Språkbanken Text is a research infrastructure for language data. We provide digital text data suitable for research, and we develop analysis tools based on language technology.

With Mink, you can submit your own text data directly into our tools.

Use Mink at spraakbanken.gu.se/mink

Who can use Mink?

Anyone with an eduGAIN account can use that to login to Mink. This includes most people associated with a university or other academic institution.

Other users can create an account at eduID which, itself, is connected to eduGAIN.

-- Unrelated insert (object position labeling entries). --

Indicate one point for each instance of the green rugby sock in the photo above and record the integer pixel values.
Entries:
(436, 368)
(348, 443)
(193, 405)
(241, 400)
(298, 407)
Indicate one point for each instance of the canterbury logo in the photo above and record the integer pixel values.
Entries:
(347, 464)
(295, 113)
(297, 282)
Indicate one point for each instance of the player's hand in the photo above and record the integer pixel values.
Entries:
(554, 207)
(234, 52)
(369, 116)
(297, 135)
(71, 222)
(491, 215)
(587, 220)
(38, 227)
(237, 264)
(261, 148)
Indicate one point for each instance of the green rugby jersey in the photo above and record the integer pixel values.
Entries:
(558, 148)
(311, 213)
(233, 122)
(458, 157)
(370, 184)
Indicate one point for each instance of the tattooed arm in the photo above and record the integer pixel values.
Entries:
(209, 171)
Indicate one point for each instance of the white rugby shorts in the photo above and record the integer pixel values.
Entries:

We are working toward offering a demo version of Mink which will have some limitations, but will be available without having to log in.

What can Mink do?

This first version of Mink targets a specific workflow:

  1. Create a corpus of uploaded text or speech files
  2. Run automatic annotation
  3. Use the results in Korp or in Strix, or as XML/CSV files
  4. Optionally share the corpus with peers

Supported input text formats are plain text, XML, Microsoft Word (.docx), Open Document (.odt), PDF and CoNLL-U.

Additionally, you can upload audio files (WAV, MP3 or Ogg) and have them transcribed with automatic speech recognition (ASR).

The annotation pipeline includes:

  • Part-of-speech tags (POS)
  • Base form (lemma)
  • Morphosyntactic tags (MSD)
  • Dependencies
  • Sentiment labels
  • Named entity recognition

Upcoming features

Some future development goals for Mink are extended annotation settings, publishing, and workflows for other types of language data, such as lexicons.